= Autonomic Insignias of the Azores =

Type of honour award in the Azores region, Portugal

The Azorean Autonomic Insignia are regional honours in the Azores region, Portugal, which were created by Regional Legislative Decree n. 36/2002/A, of 28 November and are regulated by Regional Legislative Decree n. 10/2006/A, of 20 March. The aim of the honours are to distinguish, in life or posthumously, citizens or legal persons who stand out for personal or institutional merits, acts, civic deeds or services rendered to the Azorean people. The attribution of the Azorean Autonomic Insignia is made through parliamentary decision and they are usually awarded on the Region's Day, in a solemn session co-chaired by the Presidents of the Legislative Assembly and the Regional Government of the Azores.

== Categories ==
Pursuant to Article 3 of Regional Legislative Decree No. 36/2002/A of 28 November, the Azorean Autonomic Insignia fall in four categories:

- Autonomic Insignia of Valour (Insígnia Autonómica de Valor);
- Autonomic Insignia of Recognition (Insígnia Autonómica de Reconhecimento);
- Autonomic Insignia of Merit (Insígnia Autonómica de Mérito);
- Autonomic Insignia of Dedication (Insígnia Autonómica de Dedicação)

=== Autonomic Insignia of Valour ===
Is to be bestowed upon those who:

- had an exceptionally relevant performance in positions of Azorean governing bodies or in the service of the Region;
- performed civic feats of great relief.

The physical insignia is constituted by four separate pieces (breast star, collar, medal and rosette).

=== Autonomic Insignia of Recognition ===
It is intended to distinguish acts or conduct of exceptional relevance performed by Portuguese or foreign nationals who:

- value and honor the Region at home or abroad or contribute to it; contribute to the expansion of Azorean culture or to the knowledge of the Azores and its history; They are distinguished by their literary, scientific, artistic or sporting merit.

The physical insignia is constituted by three separate pieces (collar, medal and rosette).

=== Autonomic Insignia of Merit ===
It aims to distinguish meritorious acts or services performed by Portuguese or foreign citizens in the exercise of any public or private functions. The insignia consists of two pieces (medal and rosette), it is divided into three categories:

==== Profissional Merit ====
Rewards outstanding performance in any professional activity, whether on their own or on behalf of others.

==== Industrial, Commercial and Agricultural Merit ====
Reward those who, having developed their activities in the industrial, commercial or agricultural areas, have been highlighted by relevant services for their development or exceptional merits in their performance.

==== Civic Merit ====
This insignia is intended to reward those who, as a result of a clear understanding of civic duties, have made a significant contribution to community service, particularly in the areas of social and cultural action.

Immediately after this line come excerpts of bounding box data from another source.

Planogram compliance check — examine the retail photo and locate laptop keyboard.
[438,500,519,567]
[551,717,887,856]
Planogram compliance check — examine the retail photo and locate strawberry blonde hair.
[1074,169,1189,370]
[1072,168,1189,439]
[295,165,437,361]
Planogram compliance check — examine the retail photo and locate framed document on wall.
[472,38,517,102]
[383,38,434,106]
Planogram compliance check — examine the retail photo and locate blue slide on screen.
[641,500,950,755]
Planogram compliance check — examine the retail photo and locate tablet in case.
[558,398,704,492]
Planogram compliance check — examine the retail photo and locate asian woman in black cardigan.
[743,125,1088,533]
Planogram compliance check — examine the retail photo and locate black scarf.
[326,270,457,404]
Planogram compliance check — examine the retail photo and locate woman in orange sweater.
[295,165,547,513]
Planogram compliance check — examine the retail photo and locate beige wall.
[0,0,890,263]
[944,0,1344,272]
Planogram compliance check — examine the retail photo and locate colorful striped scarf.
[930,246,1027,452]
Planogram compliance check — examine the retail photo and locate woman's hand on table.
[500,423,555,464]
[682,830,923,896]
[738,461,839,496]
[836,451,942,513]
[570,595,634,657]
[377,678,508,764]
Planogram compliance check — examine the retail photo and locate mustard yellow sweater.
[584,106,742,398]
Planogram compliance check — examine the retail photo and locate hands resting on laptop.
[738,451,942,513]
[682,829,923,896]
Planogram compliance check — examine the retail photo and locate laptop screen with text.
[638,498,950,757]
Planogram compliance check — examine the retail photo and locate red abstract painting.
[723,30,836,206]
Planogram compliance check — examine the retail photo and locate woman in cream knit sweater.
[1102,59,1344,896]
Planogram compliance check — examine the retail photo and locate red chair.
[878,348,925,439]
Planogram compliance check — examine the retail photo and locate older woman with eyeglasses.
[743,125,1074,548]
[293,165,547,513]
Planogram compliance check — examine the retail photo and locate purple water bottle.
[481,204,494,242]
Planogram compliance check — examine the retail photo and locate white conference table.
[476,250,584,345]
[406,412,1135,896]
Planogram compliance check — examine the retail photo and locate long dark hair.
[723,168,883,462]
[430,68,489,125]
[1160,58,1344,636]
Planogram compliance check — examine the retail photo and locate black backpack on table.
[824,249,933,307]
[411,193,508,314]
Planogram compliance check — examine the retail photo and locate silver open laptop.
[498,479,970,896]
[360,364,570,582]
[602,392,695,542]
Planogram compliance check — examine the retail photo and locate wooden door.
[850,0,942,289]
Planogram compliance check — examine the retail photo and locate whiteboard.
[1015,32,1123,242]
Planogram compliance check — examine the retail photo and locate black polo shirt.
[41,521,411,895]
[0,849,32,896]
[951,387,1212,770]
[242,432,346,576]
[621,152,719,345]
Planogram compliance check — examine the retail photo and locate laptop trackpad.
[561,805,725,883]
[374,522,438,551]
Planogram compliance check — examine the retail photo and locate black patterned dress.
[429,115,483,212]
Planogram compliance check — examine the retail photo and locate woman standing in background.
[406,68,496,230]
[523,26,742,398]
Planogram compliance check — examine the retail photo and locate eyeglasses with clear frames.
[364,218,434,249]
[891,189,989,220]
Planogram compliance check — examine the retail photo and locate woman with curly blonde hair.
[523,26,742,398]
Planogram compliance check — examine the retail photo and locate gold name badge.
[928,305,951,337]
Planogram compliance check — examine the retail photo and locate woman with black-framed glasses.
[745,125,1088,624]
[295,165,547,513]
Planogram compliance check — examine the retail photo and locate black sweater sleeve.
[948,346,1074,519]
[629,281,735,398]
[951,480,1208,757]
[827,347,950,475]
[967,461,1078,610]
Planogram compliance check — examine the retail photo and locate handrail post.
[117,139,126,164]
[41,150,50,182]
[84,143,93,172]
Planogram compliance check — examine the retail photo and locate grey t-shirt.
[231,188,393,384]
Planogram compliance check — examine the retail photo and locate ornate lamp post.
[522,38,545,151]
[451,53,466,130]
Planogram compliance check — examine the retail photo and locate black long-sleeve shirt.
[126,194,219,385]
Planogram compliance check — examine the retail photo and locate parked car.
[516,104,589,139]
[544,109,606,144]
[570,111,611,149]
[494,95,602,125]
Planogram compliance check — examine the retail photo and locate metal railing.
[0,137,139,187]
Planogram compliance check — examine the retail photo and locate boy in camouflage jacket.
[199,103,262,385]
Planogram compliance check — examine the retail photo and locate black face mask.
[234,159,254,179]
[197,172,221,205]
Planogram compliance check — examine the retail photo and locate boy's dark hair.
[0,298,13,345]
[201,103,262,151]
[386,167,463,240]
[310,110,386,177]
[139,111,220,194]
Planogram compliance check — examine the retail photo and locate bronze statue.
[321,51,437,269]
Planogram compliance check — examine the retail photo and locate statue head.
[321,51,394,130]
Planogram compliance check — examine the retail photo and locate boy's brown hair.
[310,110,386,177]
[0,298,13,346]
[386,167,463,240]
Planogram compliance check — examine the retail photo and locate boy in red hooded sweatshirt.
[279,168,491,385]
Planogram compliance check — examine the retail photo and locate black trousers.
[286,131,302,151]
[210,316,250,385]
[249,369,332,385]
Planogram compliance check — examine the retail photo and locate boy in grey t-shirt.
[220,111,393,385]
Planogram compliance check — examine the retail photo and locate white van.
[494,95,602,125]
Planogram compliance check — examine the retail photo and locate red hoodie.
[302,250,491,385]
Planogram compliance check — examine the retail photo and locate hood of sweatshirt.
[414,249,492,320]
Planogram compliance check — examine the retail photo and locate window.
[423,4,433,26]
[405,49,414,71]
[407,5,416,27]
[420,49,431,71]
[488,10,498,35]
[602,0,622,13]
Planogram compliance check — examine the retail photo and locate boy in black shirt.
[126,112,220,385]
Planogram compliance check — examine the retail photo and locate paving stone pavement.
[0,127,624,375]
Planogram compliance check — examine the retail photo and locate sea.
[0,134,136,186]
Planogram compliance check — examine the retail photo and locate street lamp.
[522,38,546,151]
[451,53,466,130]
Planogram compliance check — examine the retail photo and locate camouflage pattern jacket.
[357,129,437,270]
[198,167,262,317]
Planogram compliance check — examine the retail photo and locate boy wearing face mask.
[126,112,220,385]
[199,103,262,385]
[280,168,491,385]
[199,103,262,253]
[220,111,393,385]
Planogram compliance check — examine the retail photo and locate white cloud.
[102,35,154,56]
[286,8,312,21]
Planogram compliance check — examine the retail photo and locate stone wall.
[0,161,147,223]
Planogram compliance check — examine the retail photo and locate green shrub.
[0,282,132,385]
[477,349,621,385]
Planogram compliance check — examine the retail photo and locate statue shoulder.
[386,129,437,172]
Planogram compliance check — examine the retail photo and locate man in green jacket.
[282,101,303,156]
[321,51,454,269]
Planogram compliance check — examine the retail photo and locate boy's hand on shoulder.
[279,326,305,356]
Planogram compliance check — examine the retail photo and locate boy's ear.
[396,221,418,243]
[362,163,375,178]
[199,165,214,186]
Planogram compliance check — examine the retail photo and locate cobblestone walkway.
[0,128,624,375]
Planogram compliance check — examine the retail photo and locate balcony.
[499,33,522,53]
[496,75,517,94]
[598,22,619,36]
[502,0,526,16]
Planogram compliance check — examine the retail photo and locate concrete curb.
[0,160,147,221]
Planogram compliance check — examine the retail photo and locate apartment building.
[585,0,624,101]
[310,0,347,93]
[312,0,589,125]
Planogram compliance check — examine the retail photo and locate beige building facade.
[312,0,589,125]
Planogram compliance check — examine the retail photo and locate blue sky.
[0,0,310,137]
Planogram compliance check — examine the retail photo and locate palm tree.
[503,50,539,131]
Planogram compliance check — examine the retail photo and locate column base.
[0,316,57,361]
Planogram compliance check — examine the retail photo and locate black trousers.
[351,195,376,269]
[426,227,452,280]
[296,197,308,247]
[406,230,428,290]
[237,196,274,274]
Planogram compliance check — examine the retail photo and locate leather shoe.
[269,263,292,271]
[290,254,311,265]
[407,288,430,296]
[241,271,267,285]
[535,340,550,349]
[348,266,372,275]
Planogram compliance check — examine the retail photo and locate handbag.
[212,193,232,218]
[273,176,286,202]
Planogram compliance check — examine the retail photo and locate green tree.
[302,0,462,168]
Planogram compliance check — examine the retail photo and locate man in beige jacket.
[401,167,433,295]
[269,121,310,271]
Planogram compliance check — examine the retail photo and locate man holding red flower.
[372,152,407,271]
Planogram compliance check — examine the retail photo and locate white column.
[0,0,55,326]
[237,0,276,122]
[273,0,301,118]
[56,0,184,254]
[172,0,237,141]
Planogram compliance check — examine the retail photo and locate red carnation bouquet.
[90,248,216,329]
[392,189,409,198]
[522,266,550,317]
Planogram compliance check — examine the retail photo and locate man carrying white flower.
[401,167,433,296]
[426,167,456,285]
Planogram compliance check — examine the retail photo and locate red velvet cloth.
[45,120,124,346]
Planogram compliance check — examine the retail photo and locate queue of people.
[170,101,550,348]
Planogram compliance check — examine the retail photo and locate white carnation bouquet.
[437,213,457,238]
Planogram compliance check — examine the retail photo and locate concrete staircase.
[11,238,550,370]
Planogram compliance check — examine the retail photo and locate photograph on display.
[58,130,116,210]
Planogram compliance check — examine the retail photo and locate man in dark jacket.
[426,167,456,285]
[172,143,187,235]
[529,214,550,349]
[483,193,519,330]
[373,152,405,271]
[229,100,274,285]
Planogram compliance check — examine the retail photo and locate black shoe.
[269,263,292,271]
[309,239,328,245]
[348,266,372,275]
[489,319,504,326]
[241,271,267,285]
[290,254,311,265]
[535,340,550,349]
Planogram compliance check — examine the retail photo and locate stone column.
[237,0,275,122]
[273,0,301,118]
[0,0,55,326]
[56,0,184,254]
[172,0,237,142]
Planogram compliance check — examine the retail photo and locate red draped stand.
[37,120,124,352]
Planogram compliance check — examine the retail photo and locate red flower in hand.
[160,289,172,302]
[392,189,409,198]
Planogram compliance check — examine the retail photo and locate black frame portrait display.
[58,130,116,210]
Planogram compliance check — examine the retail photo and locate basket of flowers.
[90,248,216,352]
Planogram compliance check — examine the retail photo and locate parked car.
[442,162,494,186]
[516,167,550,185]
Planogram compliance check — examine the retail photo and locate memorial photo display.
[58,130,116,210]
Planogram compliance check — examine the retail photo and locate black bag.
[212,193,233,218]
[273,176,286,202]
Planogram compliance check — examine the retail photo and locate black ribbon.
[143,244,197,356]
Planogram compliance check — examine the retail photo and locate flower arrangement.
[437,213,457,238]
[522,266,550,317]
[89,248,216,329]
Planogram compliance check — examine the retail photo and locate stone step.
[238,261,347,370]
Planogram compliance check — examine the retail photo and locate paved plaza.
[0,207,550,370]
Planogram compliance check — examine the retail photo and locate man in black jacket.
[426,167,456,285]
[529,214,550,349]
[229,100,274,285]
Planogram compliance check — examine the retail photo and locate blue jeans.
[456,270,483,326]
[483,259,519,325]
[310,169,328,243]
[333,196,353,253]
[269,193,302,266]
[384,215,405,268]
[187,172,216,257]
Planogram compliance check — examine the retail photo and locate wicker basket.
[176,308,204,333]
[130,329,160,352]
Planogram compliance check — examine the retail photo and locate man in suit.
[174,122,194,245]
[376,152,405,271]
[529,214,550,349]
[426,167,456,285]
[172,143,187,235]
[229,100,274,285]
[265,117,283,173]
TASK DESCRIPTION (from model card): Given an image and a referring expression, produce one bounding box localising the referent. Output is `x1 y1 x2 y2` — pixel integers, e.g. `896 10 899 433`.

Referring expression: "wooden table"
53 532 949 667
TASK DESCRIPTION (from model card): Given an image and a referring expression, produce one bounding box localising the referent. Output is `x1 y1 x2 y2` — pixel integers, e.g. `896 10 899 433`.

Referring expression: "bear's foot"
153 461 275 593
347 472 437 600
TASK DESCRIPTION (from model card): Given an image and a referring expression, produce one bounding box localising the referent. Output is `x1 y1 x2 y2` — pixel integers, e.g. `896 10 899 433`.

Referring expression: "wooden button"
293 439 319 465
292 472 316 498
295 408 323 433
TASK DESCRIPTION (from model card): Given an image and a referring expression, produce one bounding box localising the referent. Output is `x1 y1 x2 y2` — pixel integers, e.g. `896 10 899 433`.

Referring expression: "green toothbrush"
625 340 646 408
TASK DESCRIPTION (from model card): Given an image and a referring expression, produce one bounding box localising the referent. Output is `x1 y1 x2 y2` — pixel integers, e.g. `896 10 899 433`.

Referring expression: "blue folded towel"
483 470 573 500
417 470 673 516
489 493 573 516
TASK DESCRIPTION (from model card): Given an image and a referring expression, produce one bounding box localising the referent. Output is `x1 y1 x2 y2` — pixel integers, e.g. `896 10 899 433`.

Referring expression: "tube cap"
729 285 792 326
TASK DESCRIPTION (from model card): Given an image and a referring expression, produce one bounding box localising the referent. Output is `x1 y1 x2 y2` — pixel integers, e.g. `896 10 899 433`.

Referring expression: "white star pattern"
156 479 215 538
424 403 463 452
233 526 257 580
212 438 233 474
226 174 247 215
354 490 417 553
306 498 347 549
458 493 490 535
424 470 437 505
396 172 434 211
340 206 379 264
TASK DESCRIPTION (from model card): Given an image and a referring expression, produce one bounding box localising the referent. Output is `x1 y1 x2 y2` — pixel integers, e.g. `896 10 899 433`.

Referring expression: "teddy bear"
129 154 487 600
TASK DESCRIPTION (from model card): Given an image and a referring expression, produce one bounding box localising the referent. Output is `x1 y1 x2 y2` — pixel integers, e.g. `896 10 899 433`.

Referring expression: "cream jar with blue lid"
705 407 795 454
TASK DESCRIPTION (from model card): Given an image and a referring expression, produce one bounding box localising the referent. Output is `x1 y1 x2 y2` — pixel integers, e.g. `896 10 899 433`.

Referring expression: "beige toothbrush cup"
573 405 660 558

=== Autonomic Insignia of Dedication ===
It aims to highlight relevant services rendered in the performance of duties in the Public Administration, as well as to reward those employees who demonstrate unusual qualities within their career and who, by their behavior, can be mentioned as an example to follow.

== Bibliography ==

- Governo dos Açores. Insígnias Honoríficas Açorianas. s.l.: s.e., s.d. [2008].